Design, synthesis and biological evaluation of novel pyrimidine and quinazoline-based small-molecule Toll-like receptor 8 antagonists

Toll-like receptor 8 (TLR8) plays a key role in inflammatory and autoimmune disease pathogenesis. The development of TLR8 antagonists has therefore increased in recent years, however, no clinical candidates have yet reached the market. Here, we report a novel chemotype of selective TLR8 antagonists by replacing isoxazole with pyrimidine in previously reported isoxazole-based antagonists. Guided by an in-house building block library, pyrimidine-based compounds were synthesized and the most potent derivative 16 was biologically characterized. Further optimization via pyrimidine-benzene fusion led to the quinazoline derivative 35 , which demonstrated high selectivity and significantly improved low nanomolar potency in inhibiting TLR8-mediated responses, comparable to the most potent antagonist reported to date. Computational and pharmacological studies indicated competitive binding within the chemical ligand-binding pocket at the TLR8 dimerization interface.

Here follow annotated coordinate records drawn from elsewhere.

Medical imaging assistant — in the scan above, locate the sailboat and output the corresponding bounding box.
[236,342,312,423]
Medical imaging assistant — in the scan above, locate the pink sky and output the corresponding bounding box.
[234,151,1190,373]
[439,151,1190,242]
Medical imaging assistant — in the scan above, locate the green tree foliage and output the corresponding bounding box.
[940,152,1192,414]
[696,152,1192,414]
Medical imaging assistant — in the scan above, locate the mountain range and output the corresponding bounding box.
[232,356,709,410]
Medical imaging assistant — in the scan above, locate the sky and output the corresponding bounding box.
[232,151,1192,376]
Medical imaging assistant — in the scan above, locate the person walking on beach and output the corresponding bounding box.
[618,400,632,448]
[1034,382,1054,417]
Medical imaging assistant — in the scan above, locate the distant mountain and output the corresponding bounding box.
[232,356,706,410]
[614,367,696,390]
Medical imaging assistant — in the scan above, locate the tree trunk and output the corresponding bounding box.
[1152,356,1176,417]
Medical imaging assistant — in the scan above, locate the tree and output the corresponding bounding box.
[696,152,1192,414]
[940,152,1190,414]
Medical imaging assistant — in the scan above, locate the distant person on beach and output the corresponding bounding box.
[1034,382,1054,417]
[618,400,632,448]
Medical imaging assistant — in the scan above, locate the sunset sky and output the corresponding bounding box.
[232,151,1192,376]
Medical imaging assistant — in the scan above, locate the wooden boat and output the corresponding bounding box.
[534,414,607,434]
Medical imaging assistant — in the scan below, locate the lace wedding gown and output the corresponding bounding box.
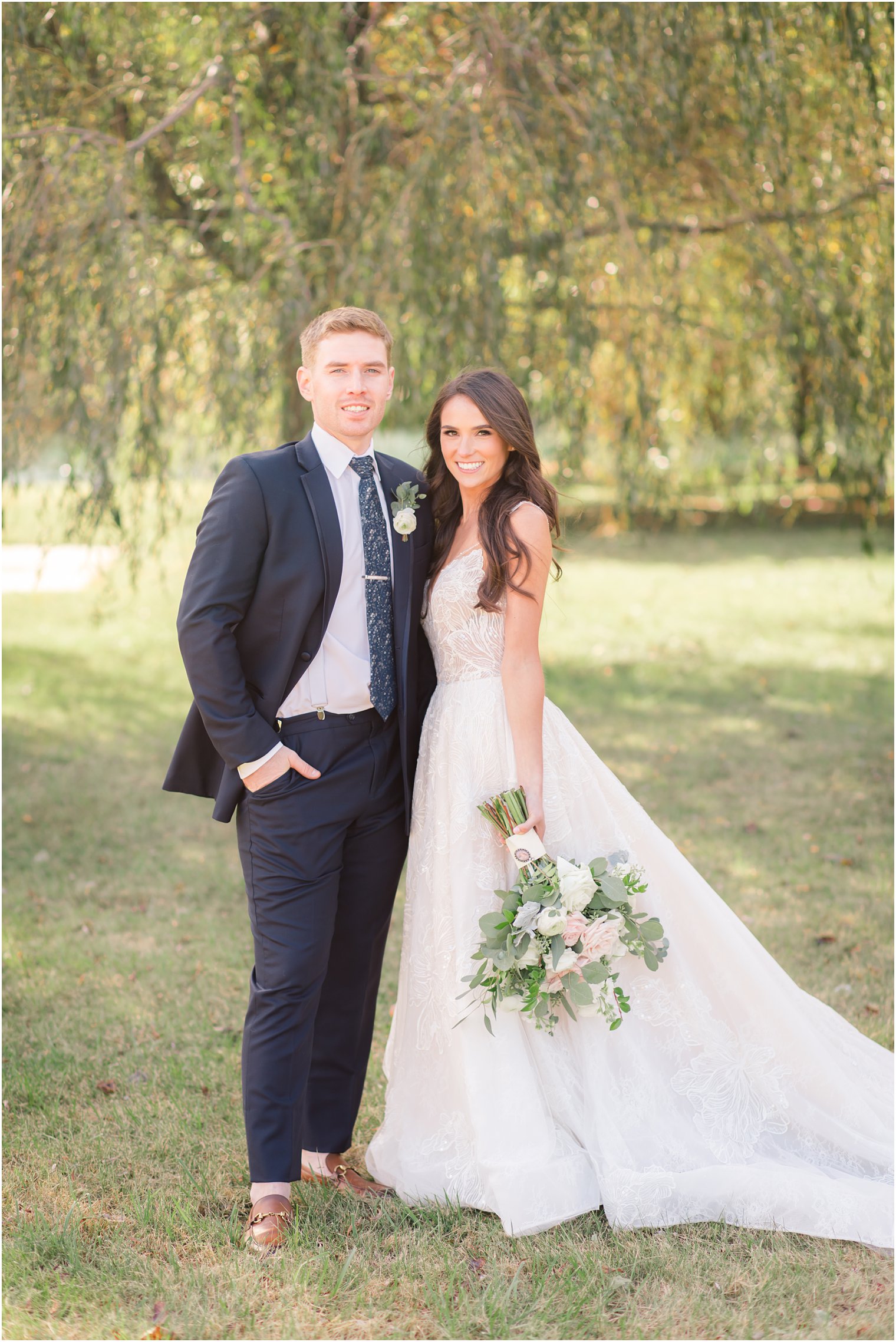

Favorable physicochemical properties and good metabolic stability make compound 35 a promising lead structure for further chemical optimization into a potent TLR8 antagonist with therapeutic potential. • A series of pyrimidine and quinazolinone-based TLR8 antagonists was synthesized. • A structure-activity relationships study was carried out. • Compound 35 show high selectivity and nanomolar potency in inhibiting TLR8 responses. • The most potent TLR8 antagonist 35 inhibited TNF secretion in THP-1 cells and PBMC. • Compound 35 has favorable physicochemical properties and good metabolic stability.